Skip to content

Solution: Thermal Throttle - Fan Failure

Triage

  1. Check all fan and temperature sensors immediately:

    ipmitool sensor list | grep -iE "fan|temp"
    

  2. Confirm CPU throttling:

    # Check current vs. max frequency
    cat /proc/cpuinfo | grep "MHz" | head -4
    lscpu | grep "CPU MHz\|CPU max MHz"
    
    # Or use turbostat for detailed view
    turbostat --Summary --quiet sleep 1
    

  3. Check BMC event log for the timeline:

    ipmitool sel list | tail -20
    

  4. Assess urgency: if CPU temp is above 90C, consider immediate workload reduction.

Root Cause

Fan 3 failed (bearing failure after 14 months of continuous operation). With one fan down, the remaining fans increased RPM to compensate, but cannot maintain adequate airflow across CPU 1's heatsink. CPU 1 temperature rose to 85C, triggering the processor's Thermal Control Circuit (TCC), which reduces clock frequency to prevent damage.

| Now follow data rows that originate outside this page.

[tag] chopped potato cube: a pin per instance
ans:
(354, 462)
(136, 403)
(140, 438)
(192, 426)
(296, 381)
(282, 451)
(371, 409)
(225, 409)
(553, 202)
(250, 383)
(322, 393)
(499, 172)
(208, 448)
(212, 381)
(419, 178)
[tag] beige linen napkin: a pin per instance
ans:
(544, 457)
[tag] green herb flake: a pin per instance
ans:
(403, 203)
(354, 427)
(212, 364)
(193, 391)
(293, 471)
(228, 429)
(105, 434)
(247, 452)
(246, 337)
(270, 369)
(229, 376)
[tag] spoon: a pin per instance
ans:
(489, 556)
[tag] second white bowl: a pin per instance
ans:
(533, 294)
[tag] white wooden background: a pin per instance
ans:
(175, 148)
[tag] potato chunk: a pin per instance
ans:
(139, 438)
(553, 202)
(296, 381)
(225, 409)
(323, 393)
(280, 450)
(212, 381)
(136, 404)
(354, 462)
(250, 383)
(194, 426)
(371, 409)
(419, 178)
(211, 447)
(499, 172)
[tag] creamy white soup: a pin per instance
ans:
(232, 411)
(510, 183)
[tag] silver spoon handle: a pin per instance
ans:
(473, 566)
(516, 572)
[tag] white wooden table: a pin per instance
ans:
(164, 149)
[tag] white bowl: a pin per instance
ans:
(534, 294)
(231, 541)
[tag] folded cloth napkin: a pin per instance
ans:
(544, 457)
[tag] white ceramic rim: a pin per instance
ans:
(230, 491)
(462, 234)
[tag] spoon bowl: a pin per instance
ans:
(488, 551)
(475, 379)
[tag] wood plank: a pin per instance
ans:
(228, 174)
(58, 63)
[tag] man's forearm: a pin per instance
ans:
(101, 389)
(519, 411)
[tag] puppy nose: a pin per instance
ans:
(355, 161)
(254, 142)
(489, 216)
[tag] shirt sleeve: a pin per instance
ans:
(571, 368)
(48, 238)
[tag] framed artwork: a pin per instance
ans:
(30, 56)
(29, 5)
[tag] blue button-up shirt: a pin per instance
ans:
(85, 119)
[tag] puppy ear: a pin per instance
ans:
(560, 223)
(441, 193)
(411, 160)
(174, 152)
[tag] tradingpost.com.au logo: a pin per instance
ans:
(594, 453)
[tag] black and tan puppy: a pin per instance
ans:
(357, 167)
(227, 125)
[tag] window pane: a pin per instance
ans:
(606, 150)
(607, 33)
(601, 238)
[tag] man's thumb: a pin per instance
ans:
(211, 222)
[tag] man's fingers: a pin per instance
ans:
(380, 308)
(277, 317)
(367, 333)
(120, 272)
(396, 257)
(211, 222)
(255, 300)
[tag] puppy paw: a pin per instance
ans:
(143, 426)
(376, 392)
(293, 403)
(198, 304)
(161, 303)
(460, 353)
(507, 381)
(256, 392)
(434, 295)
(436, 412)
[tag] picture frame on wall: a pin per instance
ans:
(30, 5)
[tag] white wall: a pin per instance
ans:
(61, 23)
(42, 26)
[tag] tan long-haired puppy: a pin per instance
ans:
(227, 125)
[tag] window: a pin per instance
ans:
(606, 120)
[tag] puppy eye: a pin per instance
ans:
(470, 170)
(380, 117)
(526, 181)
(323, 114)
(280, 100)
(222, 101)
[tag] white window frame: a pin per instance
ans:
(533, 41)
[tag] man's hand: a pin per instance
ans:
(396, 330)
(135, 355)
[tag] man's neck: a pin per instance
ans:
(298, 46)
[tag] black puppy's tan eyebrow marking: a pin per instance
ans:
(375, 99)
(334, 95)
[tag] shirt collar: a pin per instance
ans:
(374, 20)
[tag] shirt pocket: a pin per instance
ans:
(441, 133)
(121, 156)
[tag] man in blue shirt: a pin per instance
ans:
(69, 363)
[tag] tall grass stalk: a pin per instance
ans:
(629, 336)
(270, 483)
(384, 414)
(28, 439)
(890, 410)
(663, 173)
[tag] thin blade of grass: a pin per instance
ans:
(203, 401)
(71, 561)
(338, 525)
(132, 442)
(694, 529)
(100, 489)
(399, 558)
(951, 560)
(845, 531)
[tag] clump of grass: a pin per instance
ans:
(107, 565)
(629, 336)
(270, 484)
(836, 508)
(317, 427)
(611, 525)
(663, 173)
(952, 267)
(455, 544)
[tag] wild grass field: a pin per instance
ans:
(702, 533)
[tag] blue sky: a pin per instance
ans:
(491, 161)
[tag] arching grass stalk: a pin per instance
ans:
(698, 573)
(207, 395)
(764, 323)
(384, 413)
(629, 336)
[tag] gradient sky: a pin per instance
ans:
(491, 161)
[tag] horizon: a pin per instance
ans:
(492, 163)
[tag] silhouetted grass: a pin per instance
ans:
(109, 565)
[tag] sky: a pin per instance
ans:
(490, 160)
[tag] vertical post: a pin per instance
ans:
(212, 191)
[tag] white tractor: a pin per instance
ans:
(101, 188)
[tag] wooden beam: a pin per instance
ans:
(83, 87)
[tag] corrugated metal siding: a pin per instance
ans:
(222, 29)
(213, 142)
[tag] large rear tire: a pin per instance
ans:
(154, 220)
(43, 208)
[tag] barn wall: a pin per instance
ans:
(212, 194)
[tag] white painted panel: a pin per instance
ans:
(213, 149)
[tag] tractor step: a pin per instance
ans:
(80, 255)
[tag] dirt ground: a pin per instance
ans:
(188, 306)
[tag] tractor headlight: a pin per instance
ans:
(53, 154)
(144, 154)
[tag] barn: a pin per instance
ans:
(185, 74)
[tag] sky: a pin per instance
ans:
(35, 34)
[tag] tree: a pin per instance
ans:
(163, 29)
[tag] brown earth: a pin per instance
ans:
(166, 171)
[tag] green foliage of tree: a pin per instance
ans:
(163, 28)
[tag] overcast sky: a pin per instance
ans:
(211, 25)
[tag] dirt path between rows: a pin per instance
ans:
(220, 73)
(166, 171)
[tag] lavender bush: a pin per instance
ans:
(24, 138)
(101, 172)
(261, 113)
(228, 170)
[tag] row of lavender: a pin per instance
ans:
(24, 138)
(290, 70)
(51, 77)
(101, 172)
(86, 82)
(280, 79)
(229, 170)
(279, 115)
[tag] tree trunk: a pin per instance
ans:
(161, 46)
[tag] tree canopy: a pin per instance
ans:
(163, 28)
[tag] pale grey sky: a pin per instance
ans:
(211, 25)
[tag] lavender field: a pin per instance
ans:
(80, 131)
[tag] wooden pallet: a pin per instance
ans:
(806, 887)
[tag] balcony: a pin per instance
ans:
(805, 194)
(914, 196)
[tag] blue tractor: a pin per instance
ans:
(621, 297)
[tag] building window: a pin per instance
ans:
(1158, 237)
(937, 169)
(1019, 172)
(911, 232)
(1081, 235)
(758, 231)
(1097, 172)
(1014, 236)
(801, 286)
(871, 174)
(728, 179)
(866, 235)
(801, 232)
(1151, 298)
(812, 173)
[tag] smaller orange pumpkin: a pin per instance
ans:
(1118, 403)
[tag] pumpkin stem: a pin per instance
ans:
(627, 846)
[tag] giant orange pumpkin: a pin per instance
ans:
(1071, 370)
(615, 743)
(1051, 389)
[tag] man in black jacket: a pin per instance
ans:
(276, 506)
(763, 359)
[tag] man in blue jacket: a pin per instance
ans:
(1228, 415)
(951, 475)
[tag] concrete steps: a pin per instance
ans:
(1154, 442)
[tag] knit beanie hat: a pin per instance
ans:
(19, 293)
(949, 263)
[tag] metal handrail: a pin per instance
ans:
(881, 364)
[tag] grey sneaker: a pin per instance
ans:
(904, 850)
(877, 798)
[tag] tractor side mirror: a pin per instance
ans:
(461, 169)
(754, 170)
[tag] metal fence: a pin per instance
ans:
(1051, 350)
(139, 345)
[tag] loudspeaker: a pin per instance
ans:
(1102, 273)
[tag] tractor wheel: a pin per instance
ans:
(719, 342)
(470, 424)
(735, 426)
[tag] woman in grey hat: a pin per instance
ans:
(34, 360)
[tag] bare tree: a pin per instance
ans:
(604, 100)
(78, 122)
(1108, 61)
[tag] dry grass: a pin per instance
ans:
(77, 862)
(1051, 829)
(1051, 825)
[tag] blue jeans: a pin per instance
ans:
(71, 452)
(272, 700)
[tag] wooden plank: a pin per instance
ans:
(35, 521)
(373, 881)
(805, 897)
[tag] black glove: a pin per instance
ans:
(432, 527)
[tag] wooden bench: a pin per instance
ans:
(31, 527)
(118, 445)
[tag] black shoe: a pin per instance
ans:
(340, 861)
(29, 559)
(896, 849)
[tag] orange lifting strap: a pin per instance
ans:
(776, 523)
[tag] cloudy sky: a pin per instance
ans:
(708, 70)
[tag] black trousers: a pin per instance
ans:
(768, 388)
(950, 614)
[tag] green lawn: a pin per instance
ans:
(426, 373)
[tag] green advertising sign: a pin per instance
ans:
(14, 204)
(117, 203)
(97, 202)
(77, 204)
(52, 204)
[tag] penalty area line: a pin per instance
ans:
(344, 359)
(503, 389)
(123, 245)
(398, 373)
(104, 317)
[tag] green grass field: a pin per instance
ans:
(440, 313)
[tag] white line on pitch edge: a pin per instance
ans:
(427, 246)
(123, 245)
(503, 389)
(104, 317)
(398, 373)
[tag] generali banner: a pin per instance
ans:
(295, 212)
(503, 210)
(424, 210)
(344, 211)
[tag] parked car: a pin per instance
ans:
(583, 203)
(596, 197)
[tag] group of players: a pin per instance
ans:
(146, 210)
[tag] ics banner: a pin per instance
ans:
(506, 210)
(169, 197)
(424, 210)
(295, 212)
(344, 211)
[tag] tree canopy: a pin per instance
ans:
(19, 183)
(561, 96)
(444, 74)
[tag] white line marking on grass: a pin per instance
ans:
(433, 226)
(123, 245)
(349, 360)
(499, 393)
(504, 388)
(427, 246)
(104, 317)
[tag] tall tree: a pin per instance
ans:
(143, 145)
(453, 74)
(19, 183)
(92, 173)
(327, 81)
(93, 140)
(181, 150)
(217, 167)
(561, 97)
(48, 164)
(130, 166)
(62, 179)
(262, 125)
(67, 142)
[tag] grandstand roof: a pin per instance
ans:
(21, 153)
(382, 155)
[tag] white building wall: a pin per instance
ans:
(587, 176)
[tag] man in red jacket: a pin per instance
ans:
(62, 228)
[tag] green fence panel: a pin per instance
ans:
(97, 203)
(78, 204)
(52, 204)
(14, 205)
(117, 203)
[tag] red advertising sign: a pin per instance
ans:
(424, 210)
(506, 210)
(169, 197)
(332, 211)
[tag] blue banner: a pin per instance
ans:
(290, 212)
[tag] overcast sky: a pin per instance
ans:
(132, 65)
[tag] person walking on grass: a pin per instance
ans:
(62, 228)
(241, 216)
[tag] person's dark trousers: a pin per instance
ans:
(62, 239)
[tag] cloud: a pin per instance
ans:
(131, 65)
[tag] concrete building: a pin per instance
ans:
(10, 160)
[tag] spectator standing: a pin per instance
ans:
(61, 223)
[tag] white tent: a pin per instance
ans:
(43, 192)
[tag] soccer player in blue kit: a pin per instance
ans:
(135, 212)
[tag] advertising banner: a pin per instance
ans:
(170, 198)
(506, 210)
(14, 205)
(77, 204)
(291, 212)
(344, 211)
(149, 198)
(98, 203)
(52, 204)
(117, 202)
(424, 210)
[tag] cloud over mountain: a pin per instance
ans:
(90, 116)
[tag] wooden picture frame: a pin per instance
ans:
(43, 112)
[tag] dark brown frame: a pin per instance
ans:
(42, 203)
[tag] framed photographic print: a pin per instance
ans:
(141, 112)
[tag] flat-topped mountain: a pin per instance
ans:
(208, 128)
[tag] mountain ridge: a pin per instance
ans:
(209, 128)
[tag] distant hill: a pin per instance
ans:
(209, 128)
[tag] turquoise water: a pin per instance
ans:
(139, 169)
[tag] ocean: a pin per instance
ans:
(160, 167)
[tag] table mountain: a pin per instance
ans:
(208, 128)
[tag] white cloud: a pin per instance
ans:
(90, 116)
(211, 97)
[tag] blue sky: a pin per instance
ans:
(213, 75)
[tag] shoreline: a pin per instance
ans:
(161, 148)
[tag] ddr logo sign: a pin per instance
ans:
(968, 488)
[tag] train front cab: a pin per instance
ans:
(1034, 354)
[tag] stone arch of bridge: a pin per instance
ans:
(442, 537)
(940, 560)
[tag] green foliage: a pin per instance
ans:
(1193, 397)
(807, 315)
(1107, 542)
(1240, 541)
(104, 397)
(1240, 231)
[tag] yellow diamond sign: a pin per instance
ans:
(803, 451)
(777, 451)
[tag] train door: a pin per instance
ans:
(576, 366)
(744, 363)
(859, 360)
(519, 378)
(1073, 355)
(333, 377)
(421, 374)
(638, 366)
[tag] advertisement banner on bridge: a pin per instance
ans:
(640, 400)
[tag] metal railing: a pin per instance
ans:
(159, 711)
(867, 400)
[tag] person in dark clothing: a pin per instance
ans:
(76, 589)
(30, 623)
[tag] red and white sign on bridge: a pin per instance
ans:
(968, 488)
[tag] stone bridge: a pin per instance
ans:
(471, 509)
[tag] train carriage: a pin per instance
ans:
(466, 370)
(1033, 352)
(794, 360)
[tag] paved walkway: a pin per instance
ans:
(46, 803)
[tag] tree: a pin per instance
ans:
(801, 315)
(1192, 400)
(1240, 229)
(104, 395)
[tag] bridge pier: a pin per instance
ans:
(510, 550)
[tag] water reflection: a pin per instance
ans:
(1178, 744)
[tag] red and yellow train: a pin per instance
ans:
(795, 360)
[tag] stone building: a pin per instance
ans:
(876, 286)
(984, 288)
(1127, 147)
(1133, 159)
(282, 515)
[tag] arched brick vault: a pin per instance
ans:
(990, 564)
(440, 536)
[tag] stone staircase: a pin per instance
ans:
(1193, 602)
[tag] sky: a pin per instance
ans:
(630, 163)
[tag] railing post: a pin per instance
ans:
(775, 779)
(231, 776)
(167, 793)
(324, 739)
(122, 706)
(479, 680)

The thermal throttling is why throughput dropped by ~50% despite CPU utilization appearing normal -- the CPU is busy but running at reduced clock speed.

Fix

  1. Immediate: Reduce thermal load if temps are critical (>90C):

    # Optionally reduce CPU frequency cap temporarily
    cpupower frequency-set -u 2000MHz
    
    # Or migrate batch jobs to another server
    

  2. Replace the failed fan (hot-swappable on Dell R740):

  3. Dell R740 fans are hot-swappable; no shutdown required.
  4. Open the top cover (or front panel, depending on model).
  5. Locate Fan 3 (labeled on the fan assembly).
  6. Pull the release latch and remove the failed fan module.
  7. Insert the replacement fan module until it clicks.
  8. The BMC will detect the new fan within 30-60 seconds.

  9. Verify recovery:

    # Check fan RPM -- new fan should spin up
    ipmitool sensor list | grep -i fan
    
    # Monitor CPU temperature -- should start dropping within 2-3 minutes
    watch -n 5 'ipmitool sensor list | grep -i temp'
    
    # Verify CPU frequency returns to normal
    cat /proc/cpuinfo | grep "MHz" | head -4
    

  10. Remove any temporary frequency cap:

    cpupower frequency-set -u $(lscpu | grep "CPU max" | awk '{print $NF}')
    

  11. Clear BMC alerts after verification:

    ipmitool sel clear
    

  12. Physical inspection:

  13. While the cover is open, inspect for dust accumulation on heatsinks and remaining fans.
  14. Verify all blanking panels are installed in empty drive bays and PCIe slots.
  15. Ensure cables are routed to not obstruct airflow.

Rollback / Safety

  • Fan replacement is hot-swap and non-disruptive. If the replacement fan is also defective, the server will continue running (degraded) on remaining fans.
  • If CPU temperature exceeds 95C, initiate a graceful shutdown to prevent thermal damage.
  • Keep the server cover closed during operation (even during fan swap, minimize open time) -- modern servers are designed for directed airflow that requires the cover.
  • If no spare fan is available, reduce workload to 50% to lower thermal output until the part arrives.

Common Traps

  • Trap: Ignoring the initial fan alert. A failed fan is a P2 hardware issue that should be addressed within 24 hours, not ignored.
  • Trap: Looking at CPU utilization percentage instead of frequency. Throttled CPUs show high utilization but low throughput.
  • Trap: Running the server with the cover off "for better cooling." Server chassis are designed for directed airflow; removing the cover actually worsens cooling in most designs.
  • Trap: Not checking warranty status before ordering a replacement. Dell ProSupport covers fan modules and will ship next-business-day.
  • Trap: Forgetting to clear the BMC alert after fixing, causing alert fatigue on future genuine issues.